Recently, I was spending time with one of our sales people. He commented, after a few calls, that I always seemed to know just the right thing to say, or the best way to say it. He noticed that I could “play off of” just about anything the prospect said to bring home a point about our business.  He said that he tries to do these things but it requires effort, whereas he noticed that with me it seems effortless.

This conversation made me think of my best friend and why he was so much better at fishing than I was. I looked deeper into why he was so good in comparison to me. I knew he might just have a natural talent but I didn’t think that was the whole story.

I began to notice that he would call me at the office to tell me a fishing story. He’d been to a pond that day.  Or he’d fished a different lake on a weekend. He seemed to always be fishing!

Then it struck me! He was better than I was because he was more intensely focused on fishing than I was. He wasn’t just an imitator of someone else’s techniques–he was an experimenter with his own and a learner from simply putting a lot of time and effort in.
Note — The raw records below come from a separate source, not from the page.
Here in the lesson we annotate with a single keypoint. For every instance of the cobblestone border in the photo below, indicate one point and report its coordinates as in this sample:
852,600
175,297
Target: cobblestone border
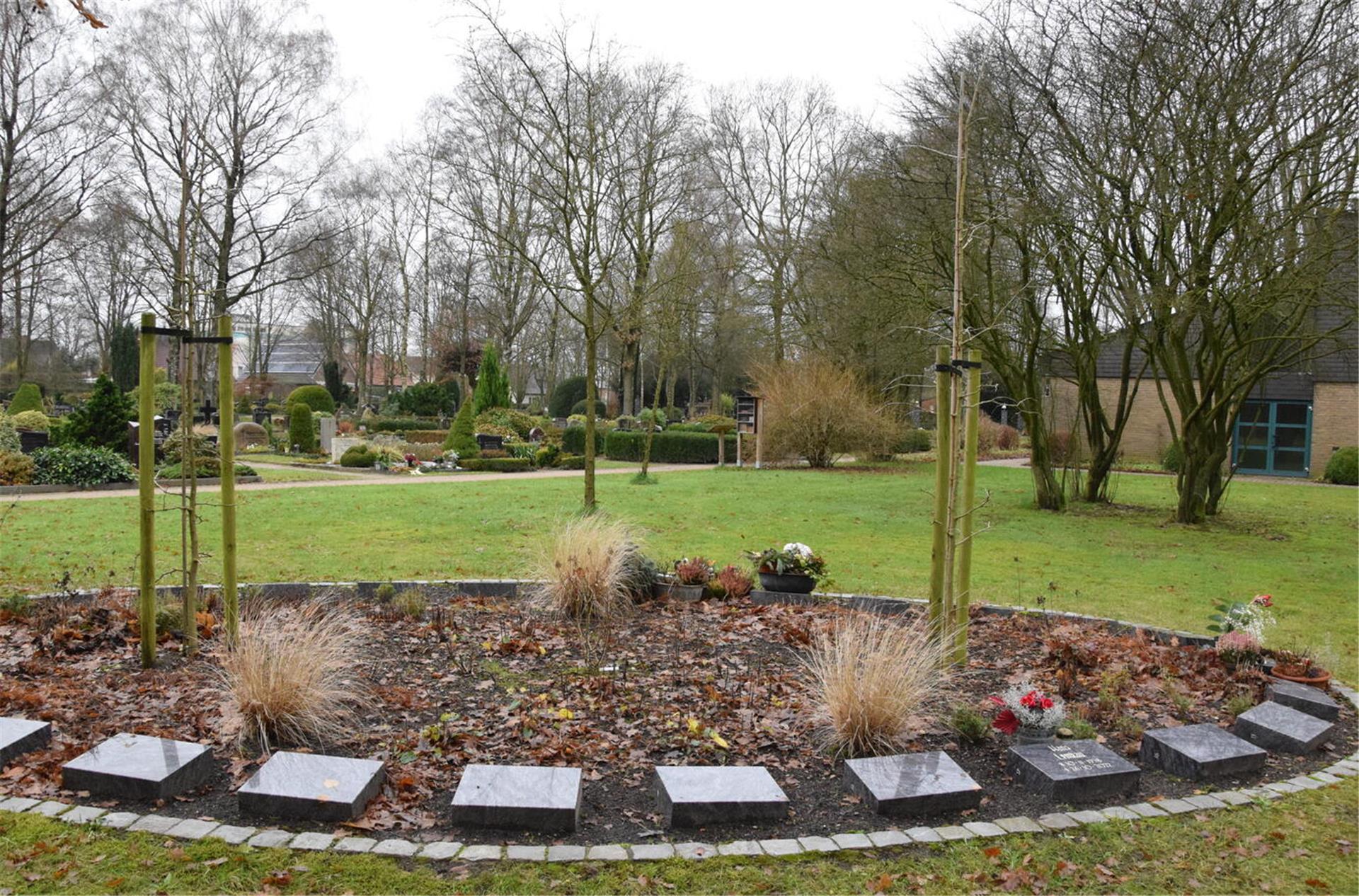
450,850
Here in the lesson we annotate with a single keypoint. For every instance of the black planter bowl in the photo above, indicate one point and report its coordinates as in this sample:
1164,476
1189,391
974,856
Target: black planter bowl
787,584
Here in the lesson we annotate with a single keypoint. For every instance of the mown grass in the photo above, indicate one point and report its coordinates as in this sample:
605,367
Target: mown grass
1128,561
1301,844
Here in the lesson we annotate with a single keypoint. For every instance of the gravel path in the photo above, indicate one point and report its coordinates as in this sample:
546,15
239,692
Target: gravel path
347,481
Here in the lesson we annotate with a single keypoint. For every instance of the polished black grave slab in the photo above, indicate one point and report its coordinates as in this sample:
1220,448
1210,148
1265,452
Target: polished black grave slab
1304,698
912,783
689,796
1074,771
139,767
21,736
1200,751
518,797
1280,728
311,786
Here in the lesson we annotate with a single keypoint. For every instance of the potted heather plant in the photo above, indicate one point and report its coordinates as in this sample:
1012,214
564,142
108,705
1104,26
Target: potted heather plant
689,580
793,568
1300,667
1028,714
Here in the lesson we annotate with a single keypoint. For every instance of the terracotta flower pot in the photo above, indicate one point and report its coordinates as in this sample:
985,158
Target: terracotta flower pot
1319,679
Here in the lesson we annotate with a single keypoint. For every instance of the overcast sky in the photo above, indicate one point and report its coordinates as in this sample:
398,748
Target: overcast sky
396,53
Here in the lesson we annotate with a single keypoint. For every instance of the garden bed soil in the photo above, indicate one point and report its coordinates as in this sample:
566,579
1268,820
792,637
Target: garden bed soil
483,680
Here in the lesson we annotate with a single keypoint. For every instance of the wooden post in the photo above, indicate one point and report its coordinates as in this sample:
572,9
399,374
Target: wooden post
944,448
970,407
146,487
227,449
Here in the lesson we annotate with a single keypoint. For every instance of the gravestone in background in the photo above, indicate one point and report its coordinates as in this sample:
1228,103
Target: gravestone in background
518,797
1200,751
139,767
912,783
1280,728
1074,771
691,796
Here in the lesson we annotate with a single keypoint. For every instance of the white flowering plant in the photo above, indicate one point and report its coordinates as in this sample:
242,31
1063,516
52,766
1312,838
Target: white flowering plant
1251,616
791,559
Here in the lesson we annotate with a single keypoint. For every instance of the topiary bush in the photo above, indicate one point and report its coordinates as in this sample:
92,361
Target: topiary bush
302,429
16,469
670,447
493,385
28,398
1172,457
496,464
10,442
1343,466
316,397
35,420
505,420
103,419
462,434
574,440
81,465
580,408
566,396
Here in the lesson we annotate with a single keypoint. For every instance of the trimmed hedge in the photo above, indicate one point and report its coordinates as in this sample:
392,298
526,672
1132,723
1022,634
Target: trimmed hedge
496,464
26,398
1343,466
314,397
667,448
425,437
400,425
81,465
574,440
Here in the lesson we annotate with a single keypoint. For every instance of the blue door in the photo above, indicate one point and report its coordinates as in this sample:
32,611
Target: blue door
1273,438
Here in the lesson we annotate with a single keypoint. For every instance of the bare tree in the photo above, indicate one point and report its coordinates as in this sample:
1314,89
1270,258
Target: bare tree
775,150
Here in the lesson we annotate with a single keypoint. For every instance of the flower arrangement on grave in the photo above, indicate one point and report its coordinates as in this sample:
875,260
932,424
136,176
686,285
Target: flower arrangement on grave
1251,616
1028,710
794,568
694,571
791,559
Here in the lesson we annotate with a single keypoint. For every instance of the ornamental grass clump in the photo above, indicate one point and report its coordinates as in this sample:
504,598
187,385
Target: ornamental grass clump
589,568
873,680
291,674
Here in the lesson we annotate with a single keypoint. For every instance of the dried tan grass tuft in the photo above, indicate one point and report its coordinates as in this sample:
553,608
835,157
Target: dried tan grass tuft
291,676
871,679
589,568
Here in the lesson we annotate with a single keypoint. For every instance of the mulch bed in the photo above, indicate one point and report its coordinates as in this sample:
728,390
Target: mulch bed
496,682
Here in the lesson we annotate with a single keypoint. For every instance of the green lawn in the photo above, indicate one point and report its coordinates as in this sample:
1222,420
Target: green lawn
1300,844
1128,561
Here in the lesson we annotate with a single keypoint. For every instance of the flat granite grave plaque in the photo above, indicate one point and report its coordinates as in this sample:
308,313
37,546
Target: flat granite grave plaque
1304,698
691,796
912,783
518,797
310,786
1200,751
21,736
139,767
1280,728
1074,771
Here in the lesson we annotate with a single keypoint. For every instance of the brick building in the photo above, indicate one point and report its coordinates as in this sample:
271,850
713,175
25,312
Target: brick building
1292,420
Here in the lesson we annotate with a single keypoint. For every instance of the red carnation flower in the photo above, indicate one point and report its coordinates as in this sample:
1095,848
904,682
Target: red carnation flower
1006,723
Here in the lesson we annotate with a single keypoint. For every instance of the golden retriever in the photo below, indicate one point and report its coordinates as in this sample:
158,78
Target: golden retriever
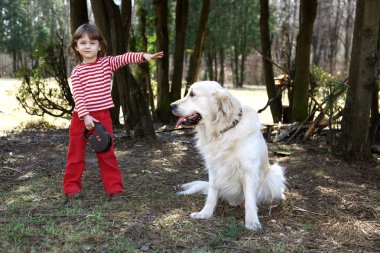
236,155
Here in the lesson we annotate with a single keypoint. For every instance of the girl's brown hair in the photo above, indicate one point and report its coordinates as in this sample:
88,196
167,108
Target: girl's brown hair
93,33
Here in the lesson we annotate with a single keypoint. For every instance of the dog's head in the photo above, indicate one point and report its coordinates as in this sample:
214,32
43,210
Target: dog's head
206,101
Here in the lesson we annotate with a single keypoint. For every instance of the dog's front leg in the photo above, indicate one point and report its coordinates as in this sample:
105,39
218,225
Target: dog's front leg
211,200
250,188
208,209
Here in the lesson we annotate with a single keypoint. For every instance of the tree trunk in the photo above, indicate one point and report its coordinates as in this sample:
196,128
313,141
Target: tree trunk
221,62
182,9
308,10
78,14
195,59
134,107
362,81
163,96
275,105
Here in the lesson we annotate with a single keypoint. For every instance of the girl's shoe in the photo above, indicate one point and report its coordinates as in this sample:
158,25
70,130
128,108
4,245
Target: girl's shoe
74,195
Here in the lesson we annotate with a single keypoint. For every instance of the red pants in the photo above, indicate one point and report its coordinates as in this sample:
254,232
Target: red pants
109,169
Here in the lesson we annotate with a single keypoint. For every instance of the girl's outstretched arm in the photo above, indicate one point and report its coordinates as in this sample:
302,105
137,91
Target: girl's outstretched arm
150,57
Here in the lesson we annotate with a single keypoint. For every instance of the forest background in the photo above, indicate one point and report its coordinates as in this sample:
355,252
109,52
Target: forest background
318,62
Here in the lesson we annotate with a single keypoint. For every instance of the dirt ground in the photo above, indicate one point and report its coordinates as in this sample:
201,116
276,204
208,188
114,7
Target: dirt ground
331,205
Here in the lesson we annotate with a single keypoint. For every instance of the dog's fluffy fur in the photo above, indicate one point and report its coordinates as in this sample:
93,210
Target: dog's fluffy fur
235,153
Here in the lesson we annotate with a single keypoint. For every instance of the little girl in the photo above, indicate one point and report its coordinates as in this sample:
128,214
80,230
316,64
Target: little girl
91,84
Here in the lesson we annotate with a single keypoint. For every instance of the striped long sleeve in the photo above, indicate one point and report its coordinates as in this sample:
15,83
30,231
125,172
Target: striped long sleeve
91,82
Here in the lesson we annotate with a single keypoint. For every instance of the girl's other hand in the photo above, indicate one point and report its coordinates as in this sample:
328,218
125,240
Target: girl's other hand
150,57
89,122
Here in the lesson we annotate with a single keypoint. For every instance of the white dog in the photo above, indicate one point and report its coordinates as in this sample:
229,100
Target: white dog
236,156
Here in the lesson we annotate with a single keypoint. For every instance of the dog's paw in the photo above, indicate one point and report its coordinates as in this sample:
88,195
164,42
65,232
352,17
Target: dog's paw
252,225
200,215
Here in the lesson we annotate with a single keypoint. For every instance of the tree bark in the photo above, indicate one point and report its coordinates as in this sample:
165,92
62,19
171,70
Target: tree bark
163,96
134,107
182,9
275,105
195,59
78,14
308,11
354,142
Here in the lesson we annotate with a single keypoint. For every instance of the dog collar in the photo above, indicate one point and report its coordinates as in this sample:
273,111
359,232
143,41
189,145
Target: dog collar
234,123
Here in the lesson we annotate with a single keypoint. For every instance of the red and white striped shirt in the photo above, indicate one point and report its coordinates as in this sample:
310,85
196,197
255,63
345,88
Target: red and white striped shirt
91,82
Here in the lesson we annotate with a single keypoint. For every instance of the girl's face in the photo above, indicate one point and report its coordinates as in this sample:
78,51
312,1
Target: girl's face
88,48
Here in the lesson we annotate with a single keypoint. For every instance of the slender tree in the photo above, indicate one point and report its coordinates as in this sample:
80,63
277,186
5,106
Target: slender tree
78,14
275,105
182,8
362,82
195,59
163,96
308,11
134,107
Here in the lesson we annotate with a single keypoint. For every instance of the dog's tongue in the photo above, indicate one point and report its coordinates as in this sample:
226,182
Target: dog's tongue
180,121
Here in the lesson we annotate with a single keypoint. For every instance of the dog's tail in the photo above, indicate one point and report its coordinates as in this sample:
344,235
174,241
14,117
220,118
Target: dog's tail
273,185
194,187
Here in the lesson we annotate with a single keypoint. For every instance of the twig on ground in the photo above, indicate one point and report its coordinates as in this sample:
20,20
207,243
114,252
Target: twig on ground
296,208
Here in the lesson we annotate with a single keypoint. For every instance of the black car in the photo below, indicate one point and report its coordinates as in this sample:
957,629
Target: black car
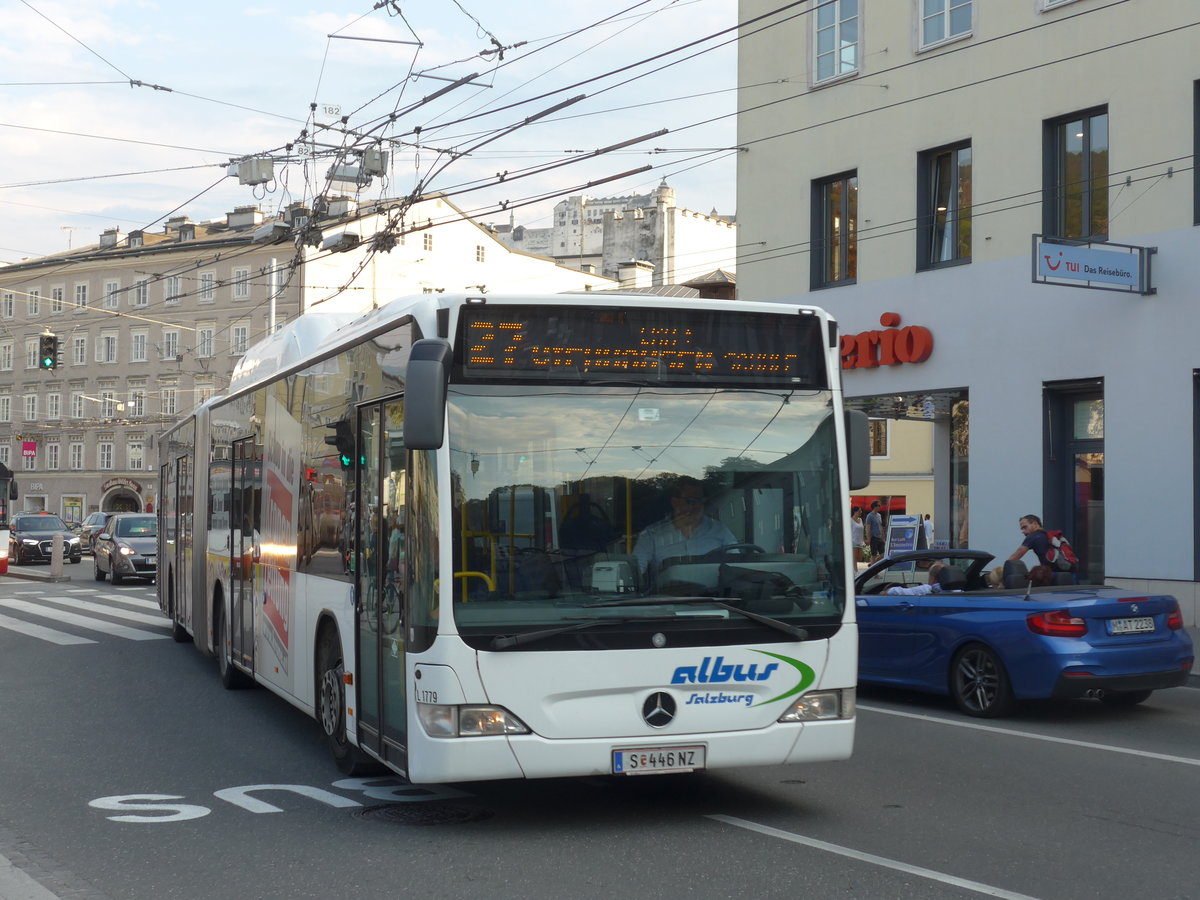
93,526
31,539
127,547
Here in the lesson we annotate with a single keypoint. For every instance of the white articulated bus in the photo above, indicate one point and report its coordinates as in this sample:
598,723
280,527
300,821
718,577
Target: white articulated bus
527,537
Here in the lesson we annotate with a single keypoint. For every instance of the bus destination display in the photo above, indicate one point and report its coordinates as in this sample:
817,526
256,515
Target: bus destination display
659,345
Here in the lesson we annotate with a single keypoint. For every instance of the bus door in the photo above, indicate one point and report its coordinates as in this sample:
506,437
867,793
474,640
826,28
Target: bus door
247,457
381,574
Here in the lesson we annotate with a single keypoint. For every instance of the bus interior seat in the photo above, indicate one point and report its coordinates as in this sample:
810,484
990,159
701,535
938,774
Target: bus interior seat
610,574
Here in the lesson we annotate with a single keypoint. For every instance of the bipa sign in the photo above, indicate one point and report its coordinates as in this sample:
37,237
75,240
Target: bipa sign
892,346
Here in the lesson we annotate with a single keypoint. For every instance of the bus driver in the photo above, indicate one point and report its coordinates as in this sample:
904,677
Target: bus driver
687,532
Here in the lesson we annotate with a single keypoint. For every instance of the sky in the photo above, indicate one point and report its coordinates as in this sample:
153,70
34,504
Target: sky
121,113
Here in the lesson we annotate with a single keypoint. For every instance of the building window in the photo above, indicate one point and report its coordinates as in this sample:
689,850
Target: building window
943,185
1075,197
837,39
943,19
106,348
879,432
240,283
204,341
834,231
208,287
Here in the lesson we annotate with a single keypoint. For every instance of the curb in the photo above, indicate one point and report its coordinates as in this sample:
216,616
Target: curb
19,573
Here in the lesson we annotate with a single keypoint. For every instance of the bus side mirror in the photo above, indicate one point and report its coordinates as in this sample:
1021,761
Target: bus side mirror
858,449
425,394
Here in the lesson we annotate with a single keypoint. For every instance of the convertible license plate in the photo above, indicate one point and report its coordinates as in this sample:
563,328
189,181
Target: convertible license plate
657,760
1139,625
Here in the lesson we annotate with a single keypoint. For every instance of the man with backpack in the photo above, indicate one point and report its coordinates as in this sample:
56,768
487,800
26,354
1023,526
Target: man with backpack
1051,547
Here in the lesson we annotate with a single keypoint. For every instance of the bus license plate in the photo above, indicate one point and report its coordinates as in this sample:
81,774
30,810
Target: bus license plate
1139,625
657,760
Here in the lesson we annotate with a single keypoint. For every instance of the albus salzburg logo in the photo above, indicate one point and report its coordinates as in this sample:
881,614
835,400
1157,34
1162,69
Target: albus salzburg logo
718,671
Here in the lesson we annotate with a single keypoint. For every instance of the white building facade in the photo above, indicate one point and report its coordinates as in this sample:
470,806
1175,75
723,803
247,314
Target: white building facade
906,160
604,233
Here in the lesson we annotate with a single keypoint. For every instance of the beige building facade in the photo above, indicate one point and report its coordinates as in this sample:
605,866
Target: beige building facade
149,324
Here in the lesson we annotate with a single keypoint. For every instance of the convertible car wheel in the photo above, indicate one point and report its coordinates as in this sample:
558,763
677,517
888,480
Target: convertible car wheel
979,683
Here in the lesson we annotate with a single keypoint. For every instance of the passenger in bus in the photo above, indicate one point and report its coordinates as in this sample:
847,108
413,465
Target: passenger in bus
687,532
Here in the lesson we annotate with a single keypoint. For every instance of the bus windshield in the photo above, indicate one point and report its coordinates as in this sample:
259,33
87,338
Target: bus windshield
629,513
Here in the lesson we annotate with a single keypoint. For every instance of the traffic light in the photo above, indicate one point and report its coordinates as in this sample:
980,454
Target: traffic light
48,351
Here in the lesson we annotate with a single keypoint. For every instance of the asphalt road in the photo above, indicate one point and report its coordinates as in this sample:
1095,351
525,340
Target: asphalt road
126,773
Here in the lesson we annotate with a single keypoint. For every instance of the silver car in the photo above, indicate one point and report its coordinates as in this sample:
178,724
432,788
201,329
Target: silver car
127,547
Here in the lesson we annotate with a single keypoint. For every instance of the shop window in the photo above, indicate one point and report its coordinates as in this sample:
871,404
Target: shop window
880,431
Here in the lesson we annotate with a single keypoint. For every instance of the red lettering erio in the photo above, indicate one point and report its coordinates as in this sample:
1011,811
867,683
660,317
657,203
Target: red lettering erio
867,341
915,343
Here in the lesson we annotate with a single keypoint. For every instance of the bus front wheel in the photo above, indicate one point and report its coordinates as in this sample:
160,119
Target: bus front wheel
331,707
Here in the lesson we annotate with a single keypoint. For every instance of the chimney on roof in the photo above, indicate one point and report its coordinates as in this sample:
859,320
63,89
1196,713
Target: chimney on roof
244,217
111,238
342,207
636,274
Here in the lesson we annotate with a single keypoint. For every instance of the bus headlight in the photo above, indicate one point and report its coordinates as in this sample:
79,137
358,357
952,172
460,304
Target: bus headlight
453,721
821,706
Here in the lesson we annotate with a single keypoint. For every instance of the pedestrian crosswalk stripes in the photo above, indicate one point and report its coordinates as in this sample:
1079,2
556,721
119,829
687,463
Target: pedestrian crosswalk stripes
41,631
143,618
89,623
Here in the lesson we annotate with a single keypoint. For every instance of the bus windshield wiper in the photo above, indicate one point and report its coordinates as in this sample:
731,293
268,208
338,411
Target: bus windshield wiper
799,634
505,642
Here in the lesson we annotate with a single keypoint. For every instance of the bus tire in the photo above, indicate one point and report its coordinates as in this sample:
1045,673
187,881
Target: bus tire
331,706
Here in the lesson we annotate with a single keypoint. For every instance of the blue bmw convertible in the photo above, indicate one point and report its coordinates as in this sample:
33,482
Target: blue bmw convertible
990,647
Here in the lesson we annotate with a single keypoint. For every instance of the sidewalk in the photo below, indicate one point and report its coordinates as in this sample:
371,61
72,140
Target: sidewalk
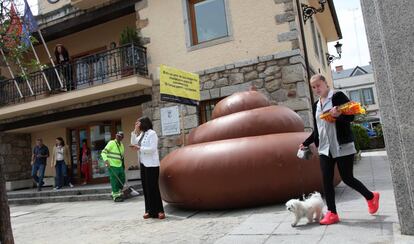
108,222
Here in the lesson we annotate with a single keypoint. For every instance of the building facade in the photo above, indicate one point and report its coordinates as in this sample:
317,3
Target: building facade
231,44
359,84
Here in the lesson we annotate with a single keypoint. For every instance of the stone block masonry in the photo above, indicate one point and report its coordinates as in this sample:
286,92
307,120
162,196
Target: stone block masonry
15,155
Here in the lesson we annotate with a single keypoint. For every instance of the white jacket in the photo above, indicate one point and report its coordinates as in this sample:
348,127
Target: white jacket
148,153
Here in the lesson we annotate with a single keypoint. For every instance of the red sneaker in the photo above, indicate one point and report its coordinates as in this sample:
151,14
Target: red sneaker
373,204
330,218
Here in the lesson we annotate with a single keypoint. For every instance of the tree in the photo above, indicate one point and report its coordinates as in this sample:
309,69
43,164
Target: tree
10,34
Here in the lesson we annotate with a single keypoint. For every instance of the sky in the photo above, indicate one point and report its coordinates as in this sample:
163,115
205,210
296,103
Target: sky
355,47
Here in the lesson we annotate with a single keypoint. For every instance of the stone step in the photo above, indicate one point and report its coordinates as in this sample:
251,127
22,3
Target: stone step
83,193
70,198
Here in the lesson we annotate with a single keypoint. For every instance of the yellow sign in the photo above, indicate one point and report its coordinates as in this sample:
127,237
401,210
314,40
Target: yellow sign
179,86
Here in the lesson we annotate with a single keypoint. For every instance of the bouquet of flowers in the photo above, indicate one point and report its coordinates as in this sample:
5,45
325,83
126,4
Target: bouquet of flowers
349,108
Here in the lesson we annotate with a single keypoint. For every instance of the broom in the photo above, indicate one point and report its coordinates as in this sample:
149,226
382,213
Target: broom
127,190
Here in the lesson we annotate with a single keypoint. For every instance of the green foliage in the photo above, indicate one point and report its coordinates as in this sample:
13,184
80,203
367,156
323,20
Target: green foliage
129,35
16,52
361,136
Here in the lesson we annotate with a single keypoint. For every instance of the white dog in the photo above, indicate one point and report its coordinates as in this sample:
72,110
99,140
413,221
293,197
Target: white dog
310,207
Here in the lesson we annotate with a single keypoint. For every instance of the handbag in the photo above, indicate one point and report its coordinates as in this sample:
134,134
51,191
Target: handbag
304,153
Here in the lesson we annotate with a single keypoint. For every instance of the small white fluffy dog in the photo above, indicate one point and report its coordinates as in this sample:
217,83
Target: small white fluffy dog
310,207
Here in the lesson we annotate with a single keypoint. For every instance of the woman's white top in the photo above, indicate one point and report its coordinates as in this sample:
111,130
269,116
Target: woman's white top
328,141
148,153
59,153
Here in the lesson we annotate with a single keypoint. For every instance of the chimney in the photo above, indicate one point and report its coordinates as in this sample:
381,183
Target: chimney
339,68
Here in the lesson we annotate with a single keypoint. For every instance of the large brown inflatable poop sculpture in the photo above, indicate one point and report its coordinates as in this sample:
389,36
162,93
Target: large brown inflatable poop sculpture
246,156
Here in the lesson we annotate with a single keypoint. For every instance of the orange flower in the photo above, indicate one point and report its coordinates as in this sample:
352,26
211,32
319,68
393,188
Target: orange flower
349,108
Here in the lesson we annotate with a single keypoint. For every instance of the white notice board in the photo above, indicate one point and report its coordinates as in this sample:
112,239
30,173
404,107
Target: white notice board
170,121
I think that’s the difference between my new salesman and me. I’ve spent my life selling things.  I’ve tried thousands of things and watched what happened. And I’ve learned as a result how to catch sales. It’s easy!

But I remember something else from those conversations with my friend. Often he had been fishing and caught nothing at all!  Even though he’d been unsuccessful he always had a theory on why that had happened and he learned from it. 

Sales success is the same I think.

The more we practice the better we get. The more failure we have the better we get. The more success we have the better we get.

 

The more we are selling the more we sell.  As my fisherman friend says “you don’t catch any fish when your lure isn’t in the water!”

Is Sales What You Are Best At?

Another important factor contributing to sales and growth is having the right person in the right role. You might want to do everything yourself, but is that wise?

When you made the decision of a career in insurance sales and were a captive agent, you didn’t have to make these types of decisions.

But, if you are like most people who made the career choice to become an independent agent, you wear a lot of hats. Some of those hats you enjoy wearing – and chances are you’re good at doing what those hats require.

Unfortunately, it’s more than likely there are tasks you’re doing every day that you don’t do well, or they could be done by someone who makes less money.

In the insurance agency business, there are lots of options for owners in terms of how they can spend their time. But the one that is CLEARLY most important is making the cash register ring.

Think about it. How did you come to start an insurance agency? Was it because you were better at customer service than most? Probably not. More than likely you are your agency’s best sales person.

To grow rapidly and reach your full earnings potential, you need to have a lot of sales. If you’re the best insurance sales agent in your company, isn’t that what you should be doing?

Perhaps you aren’t a good sales person but are a gifted sales manager. Great! Go hire sales people and manage them.

The point is this – decide what you are best at and focus on that.

 

Hire people to do everything else. By the way, the word “decide” is from a latin word which means “kill the options”. You need to kill all the options of ways to waste your time being unproductive and focus on your skill. More than likely its selling.

If you want to grow you need to know. What is it you do best? Do that. Leave the rest.